Wednesday, November 11, 2009
Epidural abscess
Today we discussed spinal epidural abscess. This is a very serious and comonly missed diagnosis, requiring a high index of suspicion.
Some points:
Predisposing conditions
1) Immunocompromise - DM2, EtOH, HIV
2) Spinal abnormality/intervention - degenerative disk disease, trauma, surgery, catheters
3) Local or systemic source of infection - skin, osteomyelitis, UTI, sepsis, catheter
Pathophysiology
Contiguous spread in a third, bacteremia in half, rest not identified.
Microbiology
1) St. aureus (MSSA or MRSA) in over half of cases
2) St. epidermidis (with devices/hardware)

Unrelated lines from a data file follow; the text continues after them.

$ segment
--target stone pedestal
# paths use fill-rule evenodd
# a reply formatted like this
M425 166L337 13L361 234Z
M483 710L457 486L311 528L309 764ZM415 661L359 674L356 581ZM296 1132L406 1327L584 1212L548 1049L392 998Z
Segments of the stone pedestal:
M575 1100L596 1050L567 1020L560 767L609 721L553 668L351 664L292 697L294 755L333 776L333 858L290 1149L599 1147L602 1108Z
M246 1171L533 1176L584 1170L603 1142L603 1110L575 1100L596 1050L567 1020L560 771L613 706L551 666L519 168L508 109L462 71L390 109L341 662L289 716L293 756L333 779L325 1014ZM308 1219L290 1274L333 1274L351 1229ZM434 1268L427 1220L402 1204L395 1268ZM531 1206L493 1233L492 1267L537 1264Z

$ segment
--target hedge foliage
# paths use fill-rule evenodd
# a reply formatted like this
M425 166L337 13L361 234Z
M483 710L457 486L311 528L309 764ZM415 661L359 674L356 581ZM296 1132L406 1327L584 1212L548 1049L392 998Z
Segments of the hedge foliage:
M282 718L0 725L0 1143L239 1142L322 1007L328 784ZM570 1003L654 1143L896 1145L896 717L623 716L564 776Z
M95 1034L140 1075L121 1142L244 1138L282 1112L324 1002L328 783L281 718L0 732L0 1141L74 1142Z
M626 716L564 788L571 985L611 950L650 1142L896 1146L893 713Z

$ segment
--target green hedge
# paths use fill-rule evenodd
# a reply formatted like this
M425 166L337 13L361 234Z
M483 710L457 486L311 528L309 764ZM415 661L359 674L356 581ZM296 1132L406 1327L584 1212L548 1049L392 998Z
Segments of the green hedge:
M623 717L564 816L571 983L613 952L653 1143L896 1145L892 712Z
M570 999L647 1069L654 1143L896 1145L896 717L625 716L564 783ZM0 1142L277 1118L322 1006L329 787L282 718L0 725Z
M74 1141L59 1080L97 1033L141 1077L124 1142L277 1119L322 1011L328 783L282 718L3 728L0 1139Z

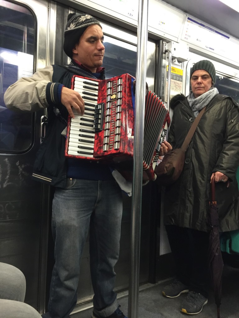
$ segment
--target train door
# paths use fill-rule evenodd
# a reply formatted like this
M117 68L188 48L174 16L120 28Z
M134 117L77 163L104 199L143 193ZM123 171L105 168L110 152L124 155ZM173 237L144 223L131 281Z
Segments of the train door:
M31 176L44 114L11 111L4 95L18 78L45 66L48 12L47 2L41 0L0 1L0 261L23 272L25 301L39 310L44 306L46 188Z

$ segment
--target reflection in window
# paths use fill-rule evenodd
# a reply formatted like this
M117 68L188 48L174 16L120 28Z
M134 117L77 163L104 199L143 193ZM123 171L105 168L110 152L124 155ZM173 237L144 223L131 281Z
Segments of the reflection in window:
M214 85L219 94L229 96L239 103L239 82L226 76L218 76Z
M0 152L26 151L31 146L32 114L7 109L7 88L33 73L35 21L23 7L2 0L0 5Z
M109 37L105 36L104 65L107 78L128 73L135 77L137 48Z

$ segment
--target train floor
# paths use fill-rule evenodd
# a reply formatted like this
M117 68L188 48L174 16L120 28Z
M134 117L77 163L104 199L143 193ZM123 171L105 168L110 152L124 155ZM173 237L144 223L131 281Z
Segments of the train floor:
M172 281L172 279L156 284L146 284L141 286L139 300L138 318L183 318L190 317L180 311L180 307L185 297L169 298L162 294L162 287ZM220 306L221 318L239 317L239 268L224 266L222 278L222 298ZM119 295L121 309L127 315L128 310L127 295ZM91 318L92 306L84 310L72 314L71 318ZM190 315L191 316L192 315ZM202 311L197 315L199 318L217 318L216 307L212 291L209 294L207 304Z

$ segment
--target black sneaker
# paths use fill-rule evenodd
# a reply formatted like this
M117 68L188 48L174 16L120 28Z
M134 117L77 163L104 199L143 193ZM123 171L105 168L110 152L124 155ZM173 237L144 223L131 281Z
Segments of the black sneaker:
M207 299L201 294L190 291L183 302L181 310L185 314L195 315L200 313L207 302Z
M117 309L114 311L113 314L112 314L110 316L108 316L107 318L127 318L126 316L125 316L122 312L120 309L120 306L119 305ZM94 311L92 313L91 315L92 318L102 318L101 316L99 316L97 315Z
M172 283L164 287L162 294L166 297L174 298L177 297L183 293L188 292L188 286L185 285L176 278Z

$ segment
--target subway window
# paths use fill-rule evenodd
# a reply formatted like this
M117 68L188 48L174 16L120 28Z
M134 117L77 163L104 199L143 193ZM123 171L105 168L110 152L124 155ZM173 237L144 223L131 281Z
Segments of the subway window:
M33 73L35 21L24 7L0 1L0 153L23 153L31 146L34 115L8 109L4 95Z

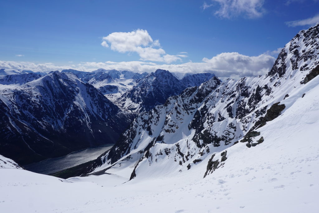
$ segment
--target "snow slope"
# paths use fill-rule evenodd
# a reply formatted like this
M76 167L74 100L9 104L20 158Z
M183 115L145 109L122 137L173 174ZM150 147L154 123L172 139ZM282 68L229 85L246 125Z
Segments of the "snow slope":
M61 72L73 73L84 82L93 85L111 100L118 98L131 88L140 79L148 74L103 69L99 69L92 72L72 69L63 70Z
M185 168L160 176L157 172L123 184L128 179L115 175L65 180L22 170L0 169L0 209L12 212L316 212L319 78L312 81L285 100L289 106L281 116L260 128L263 142L250 148L239 143L228 148L223 166L204 178L213 153L189 170ZM303 93L306 95L301 98ZM215 154L220 156L220 152Z
M134 112L149 111L164 103L169 97L179 95L186 88L199 86L214 76L212 73L199 73L189 74L179 79L168 71L158 69L141 79L115 103Z
M114 143L130 116L73 74L53 72L0 90L0 154L26 164Z
M265 75L221 83L215 77L141 113L122 140L83 173L106 171L130 179L173 174L238 141L259 145L264 140L259 128L284 112L289 106L284 101L293 100L293 94L319 74L318 32L319 25L300 32ZM222 160L212 159L207 174Z

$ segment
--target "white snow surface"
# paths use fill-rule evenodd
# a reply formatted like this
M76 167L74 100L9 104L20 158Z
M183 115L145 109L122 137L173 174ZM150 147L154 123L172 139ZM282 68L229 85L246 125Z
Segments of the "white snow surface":
M241 143L228 148L224 166L205 178L212 153L189 170L185 168L160 175L162 171L150 170L149 175L123 184L127 177L115 175L66 180L3 169L0 169L0 209L11 212L317 212L319 78L314 80L291 100L285 100L287 105L294 101L282 115L260 128L263 143L250 148ZM301 98L300 93L306 90Z
M272 74L271 71L271 74L218 85L210 80L141 114L125 133L127 140L121 145L127 148L119 159L111 163L107 154L105 163L91 174L112 166L107 173L65 180L22 169L0 169L0 210L317 212L319 76L300 83L319 64L319 25L315 27L310 35L316 37L301 31L286 45ZM252 138L254 143L262 136L262 143L249 148L245 143L234 143L256 124L261 116L258 111L279 102L285 106L281 114L258 128L260 135ZM240 104L243 110L239 110ZM195 117L199 111L205 114ZM232 118L231 112L242 116ZM196 130L189 125L197 119L203 122L202 133L207 130L222 136L220 144L203 140L196 144L192 139ZM221 160L226 151L227 159L203 178L209 162ZM133 171L135 178L128 181Z

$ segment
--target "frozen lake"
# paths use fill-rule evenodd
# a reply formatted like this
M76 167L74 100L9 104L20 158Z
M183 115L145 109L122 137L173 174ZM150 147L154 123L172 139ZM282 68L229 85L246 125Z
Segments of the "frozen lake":
M48 175L95 160L110 149L113 144L91 147L75 151L62 157L46 159L24 166L27 170Z

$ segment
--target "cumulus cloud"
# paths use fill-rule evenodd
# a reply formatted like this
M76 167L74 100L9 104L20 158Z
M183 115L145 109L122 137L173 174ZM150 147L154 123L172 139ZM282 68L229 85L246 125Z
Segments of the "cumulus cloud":
M222 18L230 19L241 16L249 19L262 16L264 12L264 0L211 0L212 3L204 2L202 8L205 10L215 5L215 15Z
M158 65L144 61L85 62L65 66L51 63L35 64L31 62L0 61L0 68L48 71L73 69L81 71L93 71L99 68L105 69L129 70L138 72L154 72L158 69L172 72L211 72L222 78L238 79L246 76L256 76L266 73L270 70L275 58L265 54L248 56L237 52L223 53L211 58L204 58L200 62L191 62L179 64Z
M319 14L308 19L287 21L285 22L285 23L289 27L296 27L305 25L314 25L318 23L319 23Z
M186 55L176 55L178 57L181 57L182 58L186 58L188 57L188 56Z
M101 45L122 53L136 52L142 61L170 63L181 61L181 57L167 54L160 48L158 40L153 41L147 31L138 29L131 32L115 32L103 37Z

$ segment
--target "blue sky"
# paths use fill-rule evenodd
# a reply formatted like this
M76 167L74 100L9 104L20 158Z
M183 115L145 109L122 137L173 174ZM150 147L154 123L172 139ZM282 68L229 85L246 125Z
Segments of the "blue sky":
M226 58L209 61L222 53L240 54L225 55L227 60L265 53L276 57L278 48L319 20L318 0L2 1L0 7L0 65L6 68L11 61L20 63L22 65L17 67L24 69L41 64L48 65L47 69L71 66L89 70L106 66L103 63L108 61L112 62L108 64L117 66L115 68L142 72L150 70L152 66L170 65L167 67L174 69L173 65L191 61L191 69L196 70L196 63L201 66L204 58L215 63ZM288 22L300 20L304 20ZM145 47L149 48L147 51L162 49L165 53L159 59L142 57L135 49L120 49L116 38L103 40L115 32L136 33L138 29L146 32L151 41L134 46L141 47L146 54L149 52ZM128 35L122 34L125 39ZM161 59L167 55L171 59ZM255 60L246 59L251 58ZM237 75L262 73L273 63L269 57L257 59L266 62L262 67ZM132 61L136 62L124 63ZM141 65L148 66L141 68ZM220 66L213 66L211 70L232 69ZM203 69L210 69L206 66L198 70ZM226 72L225 76L233 74Z

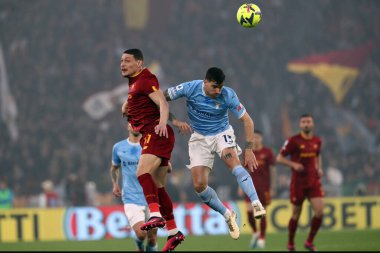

3) GNs (e.coli, pseudomonas)
Rare: anaerobes, TB, fungal, parasitic
Complications:
1) cord compression
2) cord ischemia
3) osteomyelitis
4) endocarditis
5) psoas abscess
Staging of symptoms
1) back pain
2) nerve root pain
3) motor weakness, sensory deficit, bowel/bladder
4) paralysis
Tempo of progression is variable; may be hours to days.
Location: more common in posterior, thoracic, lumbar areas (more fat). Occasionally, pan-spinal.
Diagnosis:
MRI with gad and myelography then CT are methods of choice (MRI best). Bacteremia in 60%.
Treatment:
Surgical if neurological impairment and less than 24-36h of symptoms, and not panspinal infection (tx is laminectomy, drainage)
Abx: Empric coverage of staph (usu vanco), gram negatives, (ceftriaxone or pseudomonas coverage if high risk) Best to have microbiologic diagnosis prior to abx; aspirate may be needed if BC are negative.